Step1: Analyze the original function's graph

The original function has a local maximum at \( x = 2 \) (since the graph reaches a peak there) and a local minimum? Wait, no, looking at the original graph: on the left, it comes from the top left, goes down, then on the right side of \( x = 0 \), it rises to a peak at \( x = 2 \), then falls. Also, the left part (for \( x < - 4 \) maybe?) and the right part (for \( x > 3 \)) go down. Wait, actually, the original function's derivative will tell us about the slope.
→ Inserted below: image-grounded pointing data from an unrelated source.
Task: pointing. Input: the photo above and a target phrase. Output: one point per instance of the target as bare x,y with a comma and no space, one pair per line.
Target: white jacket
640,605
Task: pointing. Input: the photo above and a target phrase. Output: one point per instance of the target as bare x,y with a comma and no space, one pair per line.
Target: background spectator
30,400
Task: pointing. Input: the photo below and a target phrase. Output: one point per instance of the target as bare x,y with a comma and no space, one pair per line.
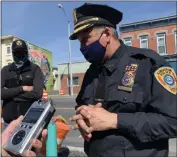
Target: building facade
78,72
159,35
37,55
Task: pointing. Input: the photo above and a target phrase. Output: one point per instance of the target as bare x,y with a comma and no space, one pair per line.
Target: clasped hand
93,118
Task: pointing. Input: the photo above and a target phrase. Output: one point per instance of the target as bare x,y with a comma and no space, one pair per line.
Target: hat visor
77,30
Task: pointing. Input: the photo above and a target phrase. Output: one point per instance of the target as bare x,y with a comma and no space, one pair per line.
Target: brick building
78,72
159,35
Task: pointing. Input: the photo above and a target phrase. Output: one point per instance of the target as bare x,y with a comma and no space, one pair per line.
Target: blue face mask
94,53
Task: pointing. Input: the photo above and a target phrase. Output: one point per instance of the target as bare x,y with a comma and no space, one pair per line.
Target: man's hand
8,132
84,123
99,119
27,88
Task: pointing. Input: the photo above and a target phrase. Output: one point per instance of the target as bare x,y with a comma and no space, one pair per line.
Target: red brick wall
152,41
76,89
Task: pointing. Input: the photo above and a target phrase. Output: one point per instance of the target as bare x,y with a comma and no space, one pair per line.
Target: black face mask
20,57
95,52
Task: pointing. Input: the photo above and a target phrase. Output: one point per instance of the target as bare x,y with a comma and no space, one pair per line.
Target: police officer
21,83
127,102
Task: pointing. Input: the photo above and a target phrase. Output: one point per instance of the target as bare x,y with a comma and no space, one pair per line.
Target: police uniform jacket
141,89
15,101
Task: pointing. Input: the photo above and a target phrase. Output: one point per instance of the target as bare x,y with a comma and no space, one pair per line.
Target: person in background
127,103
21,84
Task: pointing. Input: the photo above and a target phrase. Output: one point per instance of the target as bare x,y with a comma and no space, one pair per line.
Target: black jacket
147,115
15,101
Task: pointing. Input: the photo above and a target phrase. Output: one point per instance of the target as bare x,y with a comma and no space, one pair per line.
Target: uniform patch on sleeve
166,76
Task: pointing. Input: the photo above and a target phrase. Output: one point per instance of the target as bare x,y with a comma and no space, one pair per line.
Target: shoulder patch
166,76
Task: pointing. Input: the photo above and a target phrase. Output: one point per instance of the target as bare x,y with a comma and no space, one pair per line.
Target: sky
45,25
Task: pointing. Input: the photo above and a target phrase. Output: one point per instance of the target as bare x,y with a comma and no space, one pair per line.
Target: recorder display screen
33,115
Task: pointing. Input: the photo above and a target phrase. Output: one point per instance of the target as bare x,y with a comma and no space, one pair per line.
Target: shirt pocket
122,101
87,96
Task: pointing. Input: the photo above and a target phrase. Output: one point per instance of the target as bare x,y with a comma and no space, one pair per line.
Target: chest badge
166,76
127,81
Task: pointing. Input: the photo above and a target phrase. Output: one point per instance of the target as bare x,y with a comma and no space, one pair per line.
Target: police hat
19,44
89,15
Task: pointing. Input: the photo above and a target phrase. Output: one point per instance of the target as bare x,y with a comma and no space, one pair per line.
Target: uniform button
124,99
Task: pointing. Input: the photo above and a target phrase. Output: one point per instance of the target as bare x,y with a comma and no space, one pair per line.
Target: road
65,107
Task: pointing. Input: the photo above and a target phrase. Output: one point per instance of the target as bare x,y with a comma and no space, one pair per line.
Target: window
8,50
144,41
128,41
75,81
161,44
175,32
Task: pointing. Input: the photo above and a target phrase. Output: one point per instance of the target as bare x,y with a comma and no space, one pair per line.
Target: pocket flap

- When the original function is decreasing (slope negative), the derivative is negative.
- When the original function is increasing (slope positive), the derivative is positive.
- At the peak (local maximum) of the original function (at \( x = 2 \)), the derivative should be zero (horizontal tangent).
- Let's track the slope:
- For \( x < - 4 \): The original function is decreasing (going down as \( x \) increases towards -4), so derivative is negative.
- Between \( - 4 \) and \( 2 \): Wait, no, looking at the original graph: from \( x = - 5 \) to \( x = 2 \), wait, no, the graph on the left (left of \( x = 0 \)): at \( x = - 4 \), it crosses the x-axis, then goes down to a minimum? Wait, maybe better to look at the critical points. The original function has a local maximum at \( x = 2 \) (where the slope is zero, derivative zero). Also, let's see the behavior:

- As \( x \) approaches \( -\infty \), the original function is decreasing (slope negative), then at some point (left of \( x = - 4 \)) it starts decreasing? Wait, maybe the original function is a cubic-like? No, the original graph: left side (x < -4) is decreasing (slope negative), then between -4 and 2, wait, no, the graph on the right of x=0: from x=0 to x=2, it's increasing (slope positive), then from x=2 to x=4, it's decreasing (slope negative). Also, on the left of x=0: from x=-5 to x=0, the function is decreasing (slope negative) until some point, then? Wait, maybe I messed up. Let's look at the derivative graphs.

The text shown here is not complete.